In any case, it seems that DOpus is not ignoring comments with 513+ characters under all circumstances, or at least not for me. I’d prefer that it never ignored them, but don’t recall ever having had any experience with iPhone photos packing all their metadata into Exif:XPComment, Exif:UserComment and/or Xmp:UserComment, even though I have dealt with some iPhone photos before. Is it something that should possibly be revisited?

If iPhone photos with all metadata pre-loaded into one or more comment fields are actually still a thing, could someone archive and upload one here for me to check out? My curiosity if piqued.

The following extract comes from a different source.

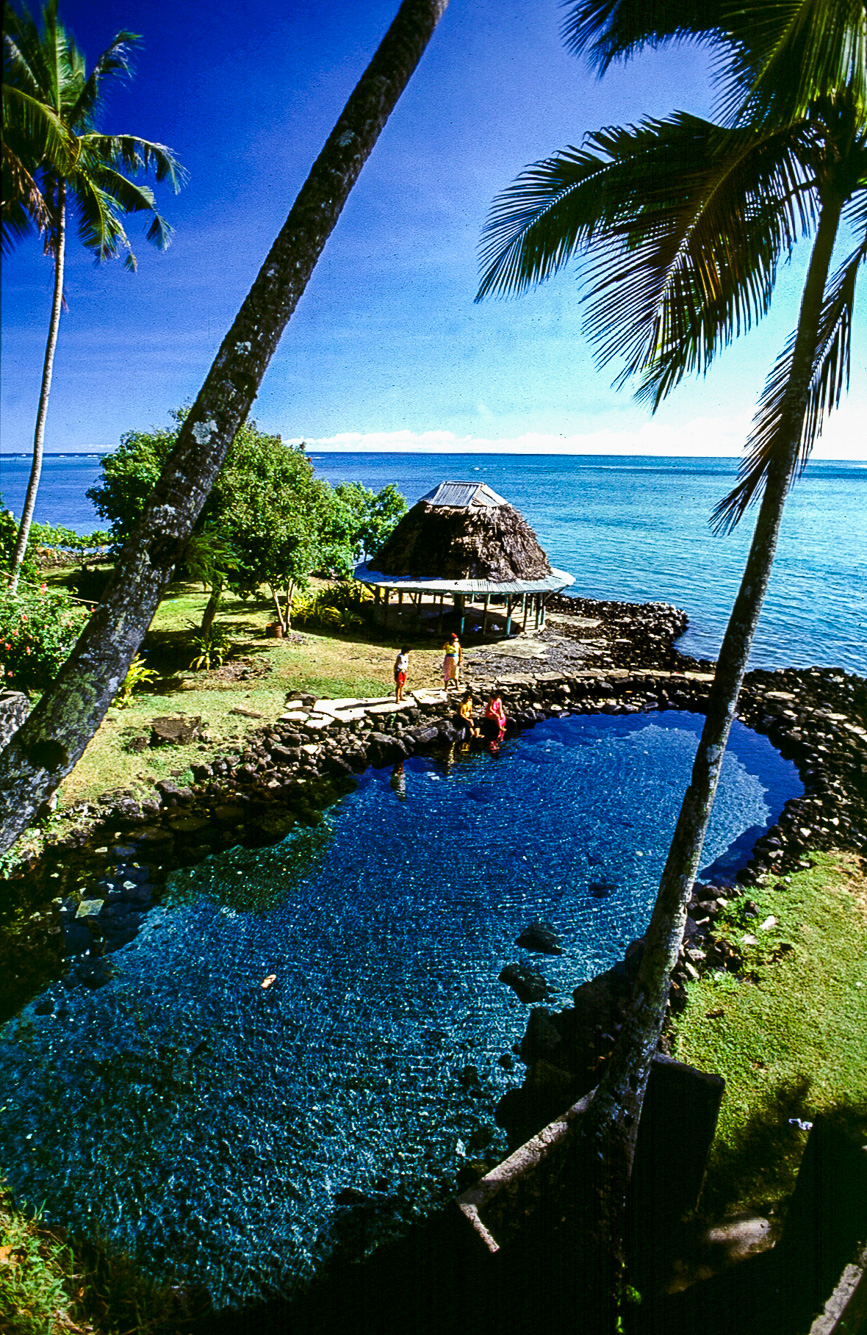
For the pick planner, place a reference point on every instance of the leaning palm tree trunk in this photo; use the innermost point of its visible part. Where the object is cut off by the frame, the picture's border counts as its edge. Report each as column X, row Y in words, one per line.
column 611, row 1123
column 68, row 714
column 39, row 437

My guess is that the comment is being written to NTFS ADS metadata in the filesystem, as well as the EXIF data inside the file itself. That ADS would be lost when archiving the file, but also isn't subject to any length limits (since other tools don't do crazy things with it that cause problems with huge data chunks).

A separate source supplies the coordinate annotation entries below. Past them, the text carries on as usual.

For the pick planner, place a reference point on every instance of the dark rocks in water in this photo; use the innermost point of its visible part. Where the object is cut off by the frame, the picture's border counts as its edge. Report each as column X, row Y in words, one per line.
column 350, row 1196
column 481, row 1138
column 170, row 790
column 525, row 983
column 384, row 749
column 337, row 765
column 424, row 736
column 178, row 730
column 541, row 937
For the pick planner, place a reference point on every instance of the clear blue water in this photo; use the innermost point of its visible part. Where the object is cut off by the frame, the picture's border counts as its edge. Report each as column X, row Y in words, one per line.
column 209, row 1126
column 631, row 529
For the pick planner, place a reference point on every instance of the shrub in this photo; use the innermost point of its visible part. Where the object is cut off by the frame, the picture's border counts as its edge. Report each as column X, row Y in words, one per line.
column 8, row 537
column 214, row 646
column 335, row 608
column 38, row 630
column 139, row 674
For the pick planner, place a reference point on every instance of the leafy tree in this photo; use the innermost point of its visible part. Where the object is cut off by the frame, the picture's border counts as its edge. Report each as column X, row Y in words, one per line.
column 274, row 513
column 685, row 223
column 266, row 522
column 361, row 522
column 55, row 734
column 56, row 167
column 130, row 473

Wouldn’t you guys know if DOpus did that? Or are you saying something other than DOpus could be repsonsible?

Anyway, this is what the output of dir /r looks like for the two PNGs with their comments visible:

29-Mar-2021  17:16             8,152 2020-12-15 23;59;59 - General - xFGHI-00001 Invoice 1234567890 - 07 (512 ch).png
                               1,316 2020-12-15 23;59;59 - General - xFGHI-00001 Invoice 1234567890 - 07 (512 ch).png:SummaryInformation:$DATA
                                   0 2020-12-15 23;59;59 - General - xFGHI-00001 Invoice 1234567890 - 07 (512 ch).png:{4c8cc155-6c1e-11d1-8e41-00c04fb9386d}:$DATA
29-Mar-2021  17:11             8,168 2020-12-15 23;59;59 - General - xFGHI-00001 Invoice 1234567890 - 07 (513 ch).png
                               1,316 2020-12-15 23;59;59 - General - xFGHI-00001 Invoice 1234567890 - 07 (513 ch).png:SummaryInformation:$DATA
                                   0 2020-12-15 23;59;59 - General - xFGHI-00001 Invoice 1234567890 - 07 (513 ch).png:{4c8cc155-6c1e-11d1-8e41-00c04fb9386d}:$DATA

No expert on ADS here, and not completely sure what all that output is telling me. This page (“Introduction to Alternate Data Streams” at blog.malwarebytes.com) implies that $DATA should be the main file content, but I see two entities (streams?) ending with $DATA, one of which is listed as having a size of 0, for each PNG. If I attempt to read the contents of the non-0 ones (ending in SummaryInformation:$DATA), it just looks like gobbledegook to me. Curiously, the two SummaryInformation:$DATA streams are indicated as having the same size (1,316) in the output above, but when I read their content using Notepad++, one is said to have a normal text length of 1,724, while the other one is 1,726.

I used NirSoft’s AlternateStreamView to delete all of the alternate streams, but comments remain visible for both PNGs here, so it doesn’t look to me like ADS is the cause.